I’m talking about the fact that it’s called the holiday season and not the Christmas season. That’s right, I’m talking about the war on Christmas!
Funny thing about the supposed war on Christmas. It’s been going on, or at least fears about it, for a lot longer than cable news or the internet might lead you to believe.
How long?
Well, as I was combing through an old newspaper I found amongst a collection of my late grandfather’s old books, I found an article urging the faithful to stand up and fight against the war on Christmas.
That paper dated from the 1930s.
So why the continued furor and outrage today?
I think it stems from at least two places. The first, is the need to sell ads on television and rack up hits on internet sites. Controversy sells. Literally. And when you can prey on people’s ignorance it becomes very, very easy to sell ads, I mean “the news.”
For example, I’ve always been rather entertained by the uproar over the term “Xmas.” As any good Christmas zealot will tell you, “Xmas” is a liberal attack on Christmas, an attempt to remove “Christ” from Christmas, so that the holiday will be more politically correct for the killjoy atheists out there.
Except, “Xmas” isn’t a liberal atheist attack on Christmas.
Not at all.
If anything, it’s a clever Christian spin on Christmas. You see, the “X” in “Xmas” represents the Greek letter “X” or “chi.” Along with the Greek letter “P” or “rho” these two letters are the first two letters of the word “christos” which, (surprise, surprise,) means “Christ” in Greek. Together the two letters combine to form one of the earliest symbols of the Christian faith, the chi rho.
So, Xmas isn’t an attack on Christmas at all.
If anything, it’s a clever way of “putting the Christ back into Christmas.”
But we tend to ignore such things, like we ignore the fact that we live in a country which affirms the freedom of religion, whereby all religious holidays have the right to be celebrated.
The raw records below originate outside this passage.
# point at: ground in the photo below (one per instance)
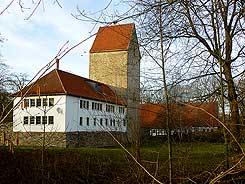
(197, 162)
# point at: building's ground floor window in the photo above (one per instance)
(38, 120)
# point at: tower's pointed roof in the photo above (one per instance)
(113, 38)
(58, 82)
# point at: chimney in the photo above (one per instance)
(57, 63)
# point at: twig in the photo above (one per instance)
(6, 7)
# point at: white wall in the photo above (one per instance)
(67, 113)
(74, 112)
(58, 111)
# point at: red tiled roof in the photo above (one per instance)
(113, 38)
(59, 82)
(153, 115)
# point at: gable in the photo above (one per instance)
(60, 82)
(113, 38)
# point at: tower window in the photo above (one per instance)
(51, 102)
(38, 120)
(44, 119)
(51, 120)
(38, 102)
(87, 121)
(26, 120)
(81, 121)
(32, 102)
(32, 120)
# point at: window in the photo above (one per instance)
(96, 106)
(51, 102)
(26, 103)
(32, 102)
(124, 122)
(84, 104)
(121, 110)
(87, 121)
(32, 120)
(110, 108)
(44, 119)
(51, 120)
(45, 102)
(38, 102)
(26, 120)
(38, 120)
(81, 121)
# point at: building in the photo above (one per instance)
(69, 109)
(185, 119)
(75, 111)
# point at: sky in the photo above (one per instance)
(31, 44)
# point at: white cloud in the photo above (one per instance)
(31, 44)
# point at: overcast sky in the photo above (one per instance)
(30, 44)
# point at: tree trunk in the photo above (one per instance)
(232, 98)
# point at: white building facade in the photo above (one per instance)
(56, 106)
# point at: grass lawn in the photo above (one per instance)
(198, 161)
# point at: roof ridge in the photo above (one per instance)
(61, 81)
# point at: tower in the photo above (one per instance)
(115, 61)
(115, 58)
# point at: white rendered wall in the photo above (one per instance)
(58, 111)
(67, 113)
(74, 112)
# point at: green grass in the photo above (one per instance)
(113, 165)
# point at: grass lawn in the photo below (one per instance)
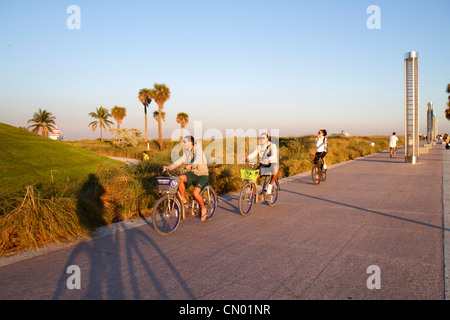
(27, 158)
So then, when they come together around the same time of the year, the phrase “holiday season” isn’t an attack.
It’s just a statement of reality.
That being said, I think there’s another reason, a deeper, unspoken and unacknowledged reason many of us get so upset about the “war on Christmas.” While I’m sure some of us are truly bothered by the vernacular issue, I think on a deeper level we’re upset because when the word “Christmas” is stripped away from all the banners at the store, it leaves bare the reality that it was not the stores that took Christ out of Christmas.
It was us.
We took Christ out of Christmas a long time ago when we turned a holy day where modest gifts were exchanged as a sort of sacramental reminder of God’s gift to humanity, and turned it, instead, into a consumeristic orgy of materialism, excess, and greed.
A war on Christmas terrifies us because it reveals us for who we really are.
Imperfect.
Broken.
Greedy people who save up (or go into debt) in order to heap more stuff on ourselves or others who don’t need it in hopes that they will in turn give us stuff in return. It’s not a holy-day.
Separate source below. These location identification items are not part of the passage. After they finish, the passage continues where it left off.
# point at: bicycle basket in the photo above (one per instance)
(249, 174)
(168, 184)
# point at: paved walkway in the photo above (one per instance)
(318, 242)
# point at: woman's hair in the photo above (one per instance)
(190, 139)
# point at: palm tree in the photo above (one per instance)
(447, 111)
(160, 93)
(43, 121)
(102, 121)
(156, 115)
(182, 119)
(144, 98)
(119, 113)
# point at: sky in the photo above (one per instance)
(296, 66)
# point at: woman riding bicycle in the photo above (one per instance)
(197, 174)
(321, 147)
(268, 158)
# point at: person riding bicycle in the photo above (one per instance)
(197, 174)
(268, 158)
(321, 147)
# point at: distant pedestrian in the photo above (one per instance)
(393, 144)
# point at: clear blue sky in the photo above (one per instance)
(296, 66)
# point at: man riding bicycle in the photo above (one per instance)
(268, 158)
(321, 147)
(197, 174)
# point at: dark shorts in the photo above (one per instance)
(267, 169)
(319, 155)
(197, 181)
It’s a competition in materialism, greed, and pride.
What we have created for ourselves is the very antithesis of the nativity moment we are supposed to be celebrating, when God gave himself as a gift to people who could never give a gift back in return.
The scene in the stable that first Christmas wasn’t a gift exchange. It was a moment in which God gave freely, out of a heart of sacrificial love so that the world could be made new.
Imagine for a second if we took this same approach to Christmas.
Imagine if the criteria for buying gifts at Christmas wasn’t whether or not something appeared on someone’s wish list, but whether or not the giving of the gift could, even in just a small way, change the life of someone in need.
Imagine if Christmas wasn’t a time for retailers to break new sales records, but a time in which charities, soup kitchens, food pantries, and homeless shelters had their yearly needs covered because the people of God gave freely, out of a heart of sacrificial love so that the world could be made new.
If there is a war on Christmas, it’s because we started it with our greed, materialism, and pride.
But we can also be the ones to end it.
If we can begin to reimagine Christmas as a season for changing lives, rather than a time to change out our old TV for a new one, then not only will Christ find his way back into Christmas, but the kingdom of God will be incarnated on earth, just as it was in a manger so long ago.